“Did you know they were married this weekend?”
She asked with pain and anger in her eyes. It was Monday afternoon when Mariah and I went for a visit with one of our neighbors.
“Yes, you had mentioned last week that they were getting married this weekend, though I was not sure what day since I have not spoken with either of them in almost a year.”
I paused for a moments and then said,
“I know this sounds bad, but I am so sorry to hear that.”
A pain began to form in my chest. I looked at my neighbor and asked,
“Did the brides parents fly in for the wedding?”
Her head dropped and she looked down at her blanket as she responded with,
“No, actually none of the bride’s extended family attended, just her sons. It was such a sad situation. The groom kept changing the date so her parents could not book their plane tickets in time. Not just her parents, the groom also made sure that the date was changed so often that her brother and sister, and their families, were not able to attend as well. It was so heart breaking seeing the bride hurt like that. She wept almost the entire time.”
The bride was and is Old Man’s granddaughter. A granddaughter he said he loved and cherished, and in a way I think he did. She is a wonderful individual who was raised with little to no self-esteem. She admitted to my neighbor, before the wedding, that she had settled on this man. She did not feel she could do any better.
There was not much I could say, mainly because of the pain I was feeling. The conversation ended shortly thereafter, and we walked home.
I thought about the conversation most of the night. My heart was heavy and in a way I was angry, though I wasn’t sure why. By the following morning, though, I came to realize the source of my anger, and eventually the source of the heaviness in my heart.
I was angry with Old Man.
I know that sounds irrational because he died in 2010, but I was. Though I loved him deeply and unconditionally, I knew he had not been the father he needed to be. He not only failed himself; he failed his wife, his children, his grandchildren and great-grandchildren. He had been, based on the stories that he had told me, and from watching him on daily bases, a very selfish, and at times, a verbally mean man.
I thought about the way he use to speak to his granddaughter, and the disparaging remarks he made to her concerning her weight, and her appearance. Remarks that he thought were funny, but she took to heart, and again I hurt and was angry. No wonder her self-esteem was so low. She just wanted to be loved unconditionally, and yet unconditional love was foreign to her. Not only was it foreign to her, it scared her.

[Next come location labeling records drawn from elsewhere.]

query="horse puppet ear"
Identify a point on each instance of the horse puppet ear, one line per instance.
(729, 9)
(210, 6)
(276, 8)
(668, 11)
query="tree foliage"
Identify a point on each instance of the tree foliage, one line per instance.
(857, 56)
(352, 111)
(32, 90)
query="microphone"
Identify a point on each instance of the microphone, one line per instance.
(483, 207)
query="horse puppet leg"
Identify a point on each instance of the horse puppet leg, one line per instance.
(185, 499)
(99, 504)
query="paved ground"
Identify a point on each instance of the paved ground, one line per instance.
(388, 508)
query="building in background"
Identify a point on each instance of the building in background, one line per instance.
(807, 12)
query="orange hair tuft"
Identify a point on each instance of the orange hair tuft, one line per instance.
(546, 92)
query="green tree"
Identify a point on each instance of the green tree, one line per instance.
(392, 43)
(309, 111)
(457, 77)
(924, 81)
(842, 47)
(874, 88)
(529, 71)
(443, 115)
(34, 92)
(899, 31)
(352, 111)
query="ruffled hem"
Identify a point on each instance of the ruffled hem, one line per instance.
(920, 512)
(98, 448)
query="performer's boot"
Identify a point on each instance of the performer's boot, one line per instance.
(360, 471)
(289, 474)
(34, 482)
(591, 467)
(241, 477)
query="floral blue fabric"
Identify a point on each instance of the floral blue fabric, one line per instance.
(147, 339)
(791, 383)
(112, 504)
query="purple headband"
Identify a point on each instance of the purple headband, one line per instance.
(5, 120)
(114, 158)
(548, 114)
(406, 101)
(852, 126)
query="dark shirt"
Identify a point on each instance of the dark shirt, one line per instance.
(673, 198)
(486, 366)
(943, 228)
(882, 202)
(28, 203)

As I thought about the bride, the wedding and all the pain surrounding it once again I began to appreciate the family that I came from. Not only the family I grew up in, but my extended family, and one person in particular, my grandmother.
Though we have issues, and traditions that others would find dysfunctional, I can say without reservation that if it were not for my grandmother, and the changes she made for herself and my mom, in her younger days, our lives would have been so much different. We could have been like Old Man and his family.
My grandma Sherod, who is no longer with us, was raised in the dirt-poor Ozark Mountains. Her parents were the definition of poor country folks. Not only were they poor, but to be quite honest by today’s standards, and yesterday’s standards, they were abusive parents. Yet, as a young divorcee’ she chose to change her life. She left the Ozark Mountains and settled in Neosho, Missouri. She developed an incredible work ethic and tried to parent her children in the best way possible. She chose, according to my mom, to walk away from her past and the wounds of her past so her children could have better lives.
Though she really did not know what she was doing, she was successful at turning her life and the lives of her children around, and her hard work paid off. Many of the abusive family traditions that she experienced and learned as a child were abandoned. Her children and grandchildren were given a new lease on life. In a way she drew the proverbial line in the sand. A line that said, “I will not continue to repeat the past.”
For that I will be forever grateful.
As I sit here this morning thinking about Old Man’s granddaughter I was reminded of the new years resolution she made in 2012. At that time she decided that she was tired of the way her life had been going. She wanted better for herself and her sons.
For a few months it looked like she was truly making positive strides. Yet, extended family fighting arose, the verbal insults began flying and she abandoned the changes. She retreated to what was known, what was familiar. All contact with her ended, and my heart hurt that time as well. I felt the same pain I am feeling today.
I know rationally there is nothing I can do about her pain and the choices she is making in life. I know there is nothing that can be done to reverse the pain she had endured down through the years, but still I hope. I hope the day will come when she will decide to change her life once and for all. I hope she can draw her line as well.
With that said,
“Thank you Grandma for being courageous enough to take the time to make life changes. Because of your hard work, and the changes you made you altered the course of future generations. Well done!”